If they solve this, I will gladly prefer to be shipped as cargo on a sail boat or airship so long as someone tends to a heart monitor to ensure a few heartbeats per min or whatever is still happening. No more Gestappo airport security, stresses of delayed flights, screaming babies, people eating Camembert cheese within 5 meters of you. You age at like ⅓ the rate in hibernation (or something like that). I’d gladly trade a week of reduced useful lifetime in exchange for a later death (experiencing more of the future than otherwise possible). The idea of being able to easily flip the middle finger to Boeing would also be a nice perk. (#boycottBoeing)
You trust those private systems every time you visit the hospital. It’s not ideal but I think a lot of people trust doctors and nurses more readily than they would trust Boeing not to sweep fatal flaws under the rug and cheap out on training pilots about those flaws. If that sounds strangely specific, well yes, it’s specific indeed. (check out the Boeing 737 Max fiasco if you’re not familiar)
Hibernation reduces probability of medical emergency
Also consider that you’re much less likely to have a medical emergency in hibernation. What happens now if you have a medical emergency on a 6 hour flight? You’re fucked if you need something other than CPR or basic medicine. In hibernation problems are much less likely to manifest than when your metabolic rate is normal (not counting what the stresses of air travel do to metabolic rate).
Hibernation increases survival rate if there is an issue
One of the main applications for human hibernation is actually medical emergencies. People being transported in ambulances are sometimes seconds away from death. So medics want to be able to put you on ice immediately & induce hibernation so that every second stretches to tens of seconds so they have time to get you to the hospital.
Thus your mortality rate drops if you’re hibernating on ground/sea transport as opposed to flying without hibernation.
UPDATE
Great timing! Shortly after saying you trust #Boeing with your safety more than medics, there is yet another safety scandal with the #737max.
Dont know where you live, but in GER most Hospitals are state owned and controlled. I wouldnt do something like full narcose in a private hospital lol.
Picture this. Instead of fighting through an airport to get on a flight, you check in to a facility next to a trucking yard. You get put under, trucked to the nearest railyard, and transported to the nearest port. There, you get offloaded to a cargo vessel and transported to a different continent. Reverse the process to get you awake and refreshed and maybe even time zone compensated at your destination.
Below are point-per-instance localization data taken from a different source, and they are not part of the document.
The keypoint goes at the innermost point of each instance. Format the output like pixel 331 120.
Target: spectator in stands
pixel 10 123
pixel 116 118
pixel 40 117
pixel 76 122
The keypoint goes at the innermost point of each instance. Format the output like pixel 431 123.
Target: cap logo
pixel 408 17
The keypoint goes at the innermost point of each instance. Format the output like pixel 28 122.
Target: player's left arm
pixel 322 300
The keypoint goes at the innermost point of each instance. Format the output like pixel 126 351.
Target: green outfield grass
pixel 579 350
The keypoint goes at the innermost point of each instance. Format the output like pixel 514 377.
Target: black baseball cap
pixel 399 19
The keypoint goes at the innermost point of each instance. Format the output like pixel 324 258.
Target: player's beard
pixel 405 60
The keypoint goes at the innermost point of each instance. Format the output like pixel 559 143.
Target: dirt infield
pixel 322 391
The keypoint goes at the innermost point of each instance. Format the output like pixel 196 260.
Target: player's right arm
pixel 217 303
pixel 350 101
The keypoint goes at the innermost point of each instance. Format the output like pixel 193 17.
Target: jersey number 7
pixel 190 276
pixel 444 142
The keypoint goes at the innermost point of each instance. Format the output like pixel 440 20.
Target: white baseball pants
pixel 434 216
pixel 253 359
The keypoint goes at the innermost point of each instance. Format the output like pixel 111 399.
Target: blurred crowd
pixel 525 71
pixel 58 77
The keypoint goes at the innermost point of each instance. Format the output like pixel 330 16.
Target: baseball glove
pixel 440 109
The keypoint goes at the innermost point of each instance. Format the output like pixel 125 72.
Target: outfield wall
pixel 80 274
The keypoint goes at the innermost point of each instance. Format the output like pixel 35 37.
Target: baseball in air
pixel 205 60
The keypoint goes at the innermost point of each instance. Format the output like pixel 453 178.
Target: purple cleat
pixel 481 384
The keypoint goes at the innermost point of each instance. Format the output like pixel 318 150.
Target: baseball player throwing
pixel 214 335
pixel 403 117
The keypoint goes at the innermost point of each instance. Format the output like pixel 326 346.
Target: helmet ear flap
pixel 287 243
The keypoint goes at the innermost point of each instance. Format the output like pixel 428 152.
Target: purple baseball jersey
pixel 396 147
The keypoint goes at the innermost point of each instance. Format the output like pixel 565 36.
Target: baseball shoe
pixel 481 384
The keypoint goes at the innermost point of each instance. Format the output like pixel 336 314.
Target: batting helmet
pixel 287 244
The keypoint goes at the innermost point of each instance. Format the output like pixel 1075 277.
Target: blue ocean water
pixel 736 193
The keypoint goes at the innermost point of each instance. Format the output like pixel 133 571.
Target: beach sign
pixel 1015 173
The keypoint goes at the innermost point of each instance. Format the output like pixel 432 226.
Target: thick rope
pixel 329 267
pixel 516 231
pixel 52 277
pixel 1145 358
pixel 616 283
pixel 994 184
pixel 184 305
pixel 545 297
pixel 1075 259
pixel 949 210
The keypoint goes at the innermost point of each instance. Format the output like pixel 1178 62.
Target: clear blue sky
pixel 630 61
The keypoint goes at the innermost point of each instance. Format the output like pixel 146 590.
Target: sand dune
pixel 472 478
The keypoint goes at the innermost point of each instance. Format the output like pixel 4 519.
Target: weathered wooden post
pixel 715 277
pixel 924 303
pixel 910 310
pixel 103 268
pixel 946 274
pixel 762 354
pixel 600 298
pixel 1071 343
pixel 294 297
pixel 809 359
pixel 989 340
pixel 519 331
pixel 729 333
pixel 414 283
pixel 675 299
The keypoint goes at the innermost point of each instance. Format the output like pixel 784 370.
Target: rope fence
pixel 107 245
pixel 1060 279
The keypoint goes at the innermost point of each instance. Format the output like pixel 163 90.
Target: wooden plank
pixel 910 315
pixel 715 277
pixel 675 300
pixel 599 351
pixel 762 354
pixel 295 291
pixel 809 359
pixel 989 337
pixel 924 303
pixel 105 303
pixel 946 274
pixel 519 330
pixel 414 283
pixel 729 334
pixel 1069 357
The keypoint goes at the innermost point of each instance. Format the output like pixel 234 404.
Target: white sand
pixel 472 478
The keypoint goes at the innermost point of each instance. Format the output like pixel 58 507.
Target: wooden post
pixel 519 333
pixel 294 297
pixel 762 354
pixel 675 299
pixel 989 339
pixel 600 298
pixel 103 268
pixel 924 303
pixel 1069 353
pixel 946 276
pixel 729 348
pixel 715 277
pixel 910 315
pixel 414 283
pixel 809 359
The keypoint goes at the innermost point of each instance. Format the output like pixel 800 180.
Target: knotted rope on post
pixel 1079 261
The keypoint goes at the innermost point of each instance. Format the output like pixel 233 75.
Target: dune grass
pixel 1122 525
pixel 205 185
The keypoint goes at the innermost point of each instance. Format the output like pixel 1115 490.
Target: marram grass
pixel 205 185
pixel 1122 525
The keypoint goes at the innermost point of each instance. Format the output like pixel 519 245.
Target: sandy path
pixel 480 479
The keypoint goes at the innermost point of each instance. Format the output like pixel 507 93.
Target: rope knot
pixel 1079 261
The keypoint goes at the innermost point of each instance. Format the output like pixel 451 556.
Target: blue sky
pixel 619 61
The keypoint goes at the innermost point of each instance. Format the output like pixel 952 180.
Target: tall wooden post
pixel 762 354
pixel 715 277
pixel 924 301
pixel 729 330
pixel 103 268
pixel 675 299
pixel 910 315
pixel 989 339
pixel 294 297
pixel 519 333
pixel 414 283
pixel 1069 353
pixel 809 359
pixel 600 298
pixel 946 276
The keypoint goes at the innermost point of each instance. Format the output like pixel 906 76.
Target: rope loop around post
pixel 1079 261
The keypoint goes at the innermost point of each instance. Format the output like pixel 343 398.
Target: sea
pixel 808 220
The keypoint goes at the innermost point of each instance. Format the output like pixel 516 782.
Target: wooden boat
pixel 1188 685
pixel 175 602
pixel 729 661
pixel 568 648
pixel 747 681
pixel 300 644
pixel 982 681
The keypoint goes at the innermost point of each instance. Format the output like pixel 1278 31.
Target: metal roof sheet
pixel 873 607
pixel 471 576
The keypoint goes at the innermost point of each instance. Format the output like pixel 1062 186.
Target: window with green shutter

No air travel, no aircraft emissions.
Doesn't sound like something I'd do, but I'd read a science fiction book that examined the implications.
You don’t need air travel if you can go into hibernation for a lengthy period on slower travel methods.
Also worth noting one of the main drives for human hibernation: nutrient/food intake is cut to like ⅙ when hibernating, so you can be shipped to Mars and that hugely weight-sensitive payload allowance can be cut down to a manageable amount. IIRC, 1 person eats 1 ton of food throughout the whole trip to Mars (3 years). That food weight is a substantial hinderance in sending people to Mars, at least in numbers.
EDIT: also consider that room + board on a cargo ship is currently ~$100/day, making it much more costly than air travel in addition to having to tolerate the length of the trip. Your cost of travel in hibernation would surely fall to more like ~$20/day, making it financially more attractive than flying.
Also worth noting one of the main drives for human hibernation: nutrient/food intake is cut to like ⅙ when hibernating, so you can be shipped to Mars and that hugely weight-sensitive payload allowance can be cut down to a manageable amount. IIRC, 1 person eats 1 ton of food throughout the whole trip to Mars (3 years). That food weight is a substantial hinderance in sending people to Mars, at least in numbers.
Space travel? Yes, that makes sense. But working on this just so we can attend a party on Ibiza... no, it doesn't IMO.
The reason for developing this is what bothers me and makes no sense IMO.